To his credit Neer plows rather quickly through the less-interesting ‘80s and ‘90s. I say less interesting because at this point the freeform era had come to a close; WNEW was still freeform enough in 1980, Neer relates, that it could give special coverage to John Lennon’s murder, with long commentary by all the station jocks on what Lennon meant to them. But after this the creativity is reigned in by increasingly restrictive management demands, to the point that WNEW itself eventually drops the entire rock angle. As the novel progresses there is more focus on the politics of running a radio station, and I found all of it less interesting than the earlier ‘70s material. 

Overall though I found FM pretty entertaining. As stated Neer is a skilled writer and really captures the spirit of the day, making one wish that more airchecks survived from this era. The book is definitely recommended for anyone who’d like to learn more about progressive rock radio, and is the best one I’ve yet read on the topic. 

*This would be the posthumously-released “Night Bird Flying,” which came out in 1970 on The Cry Of Love, which was the first album put out after Jimi’s death. The story of it being inspired by Steele seems to have come from Steele herself; in fact, this is how I first even heard of Alison Steele. In 1995 I got the Hendrix CD Voodoo Soup, which featured a booklet with liner notes by Michael Fairchild.
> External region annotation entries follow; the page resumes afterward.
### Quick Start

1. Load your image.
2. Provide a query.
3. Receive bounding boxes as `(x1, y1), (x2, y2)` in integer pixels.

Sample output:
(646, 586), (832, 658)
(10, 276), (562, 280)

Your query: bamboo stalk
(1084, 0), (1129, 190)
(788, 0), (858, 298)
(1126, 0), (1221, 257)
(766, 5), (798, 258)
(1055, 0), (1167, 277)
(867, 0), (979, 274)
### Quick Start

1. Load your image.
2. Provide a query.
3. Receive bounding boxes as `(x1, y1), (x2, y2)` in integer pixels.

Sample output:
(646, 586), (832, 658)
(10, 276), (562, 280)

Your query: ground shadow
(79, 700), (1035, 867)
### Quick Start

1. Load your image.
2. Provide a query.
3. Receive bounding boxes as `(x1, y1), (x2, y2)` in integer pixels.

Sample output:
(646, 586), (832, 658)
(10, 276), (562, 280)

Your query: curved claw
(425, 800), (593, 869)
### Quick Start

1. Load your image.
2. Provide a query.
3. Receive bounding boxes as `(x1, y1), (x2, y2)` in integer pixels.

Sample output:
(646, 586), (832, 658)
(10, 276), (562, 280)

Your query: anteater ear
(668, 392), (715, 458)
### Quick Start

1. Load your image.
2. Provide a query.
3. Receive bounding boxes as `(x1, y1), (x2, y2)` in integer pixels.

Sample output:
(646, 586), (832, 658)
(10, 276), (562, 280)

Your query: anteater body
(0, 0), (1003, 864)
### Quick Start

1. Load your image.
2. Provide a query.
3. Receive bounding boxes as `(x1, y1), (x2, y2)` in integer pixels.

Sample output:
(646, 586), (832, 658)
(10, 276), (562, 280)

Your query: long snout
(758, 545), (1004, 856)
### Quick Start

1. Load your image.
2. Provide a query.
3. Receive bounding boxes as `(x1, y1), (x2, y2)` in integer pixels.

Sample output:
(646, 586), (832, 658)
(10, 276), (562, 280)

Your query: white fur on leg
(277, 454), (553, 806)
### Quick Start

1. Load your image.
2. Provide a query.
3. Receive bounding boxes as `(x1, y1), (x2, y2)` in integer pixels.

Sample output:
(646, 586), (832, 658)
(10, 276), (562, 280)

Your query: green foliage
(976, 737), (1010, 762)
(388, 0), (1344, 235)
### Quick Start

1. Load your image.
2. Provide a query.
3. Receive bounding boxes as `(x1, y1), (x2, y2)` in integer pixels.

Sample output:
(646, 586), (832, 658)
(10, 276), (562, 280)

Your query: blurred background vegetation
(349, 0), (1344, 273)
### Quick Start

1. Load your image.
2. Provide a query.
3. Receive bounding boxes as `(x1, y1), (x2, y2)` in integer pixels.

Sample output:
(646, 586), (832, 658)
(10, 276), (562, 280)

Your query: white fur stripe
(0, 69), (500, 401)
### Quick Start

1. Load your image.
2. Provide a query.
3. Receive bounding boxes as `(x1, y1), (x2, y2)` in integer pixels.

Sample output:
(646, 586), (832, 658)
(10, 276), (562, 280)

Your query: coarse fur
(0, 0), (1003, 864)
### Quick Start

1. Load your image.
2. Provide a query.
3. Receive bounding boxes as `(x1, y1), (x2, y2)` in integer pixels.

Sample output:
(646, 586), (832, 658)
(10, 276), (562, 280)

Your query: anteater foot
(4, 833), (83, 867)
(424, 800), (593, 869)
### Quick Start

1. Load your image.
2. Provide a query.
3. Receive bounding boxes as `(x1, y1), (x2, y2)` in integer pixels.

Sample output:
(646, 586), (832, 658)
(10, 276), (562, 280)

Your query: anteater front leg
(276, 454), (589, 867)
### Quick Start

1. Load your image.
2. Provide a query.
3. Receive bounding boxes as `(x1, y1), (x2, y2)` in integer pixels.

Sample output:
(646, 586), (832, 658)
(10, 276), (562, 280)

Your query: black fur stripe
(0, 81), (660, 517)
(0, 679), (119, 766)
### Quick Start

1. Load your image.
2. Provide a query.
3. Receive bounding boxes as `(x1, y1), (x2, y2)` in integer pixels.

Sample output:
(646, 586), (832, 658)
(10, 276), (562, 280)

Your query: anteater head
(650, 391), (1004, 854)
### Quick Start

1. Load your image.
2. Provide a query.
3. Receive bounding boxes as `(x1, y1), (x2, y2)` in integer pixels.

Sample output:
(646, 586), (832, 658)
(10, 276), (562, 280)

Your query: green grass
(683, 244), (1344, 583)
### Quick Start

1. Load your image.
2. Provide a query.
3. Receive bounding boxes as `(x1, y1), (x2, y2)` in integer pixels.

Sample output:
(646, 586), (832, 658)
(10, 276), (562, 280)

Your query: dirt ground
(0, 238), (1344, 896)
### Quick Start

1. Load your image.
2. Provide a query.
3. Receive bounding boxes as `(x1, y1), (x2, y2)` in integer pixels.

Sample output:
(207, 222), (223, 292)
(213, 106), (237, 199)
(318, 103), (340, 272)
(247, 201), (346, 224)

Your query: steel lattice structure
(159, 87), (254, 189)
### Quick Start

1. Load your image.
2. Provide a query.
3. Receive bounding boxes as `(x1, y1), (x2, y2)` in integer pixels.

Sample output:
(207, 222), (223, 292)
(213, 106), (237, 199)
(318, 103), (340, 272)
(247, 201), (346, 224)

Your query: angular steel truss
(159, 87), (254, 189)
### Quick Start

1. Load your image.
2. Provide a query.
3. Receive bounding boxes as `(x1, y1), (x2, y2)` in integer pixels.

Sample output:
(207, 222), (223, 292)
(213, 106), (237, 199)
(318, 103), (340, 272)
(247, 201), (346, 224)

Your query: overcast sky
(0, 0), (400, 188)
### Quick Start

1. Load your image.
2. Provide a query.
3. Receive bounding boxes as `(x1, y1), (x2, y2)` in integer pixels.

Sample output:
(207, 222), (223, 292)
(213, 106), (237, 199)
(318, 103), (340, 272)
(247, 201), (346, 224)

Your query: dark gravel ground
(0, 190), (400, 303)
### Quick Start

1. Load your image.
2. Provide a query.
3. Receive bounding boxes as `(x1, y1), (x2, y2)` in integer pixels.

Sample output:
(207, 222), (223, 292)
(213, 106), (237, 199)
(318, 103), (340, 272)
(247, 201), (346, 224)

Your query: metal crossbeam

In these notes Fairchild relayed the story on “Night Bird Flying;” supposedly one night Steele was playing the song on her show and she received a call from Jimi’s former manager, Michael Jeffery (who himself was killed in a plane crash, in March 1973). Jeffery told her that the song had been inspired by her show. Interestingly, this story is not relayed in FM, even though the short chapter devoted to Steele is titled “Night Bird Flying.” While Hendrix is occasionally mentioned, we’re told that the only WNEW personality he had any contact with was Rosko. Hendrix was also a gifted artist, and a drawing has surfaced with what seems to be early lyrics for “Night Bird Flying,” along with a winged female figure that might be Jimi’s take on Steele’s likeness (not to mention a jutting phallus!!); you can read about it here

**Something I remember vividly from the mid-’80s is the incessant promo WQZK would play, announcing that they’d gone digital: “It’s final, we’re off the vinyl.” And then you’d hear a stuck record being yanked off the platter. I’ve searched high and low for audio of this promo over the years. No luck.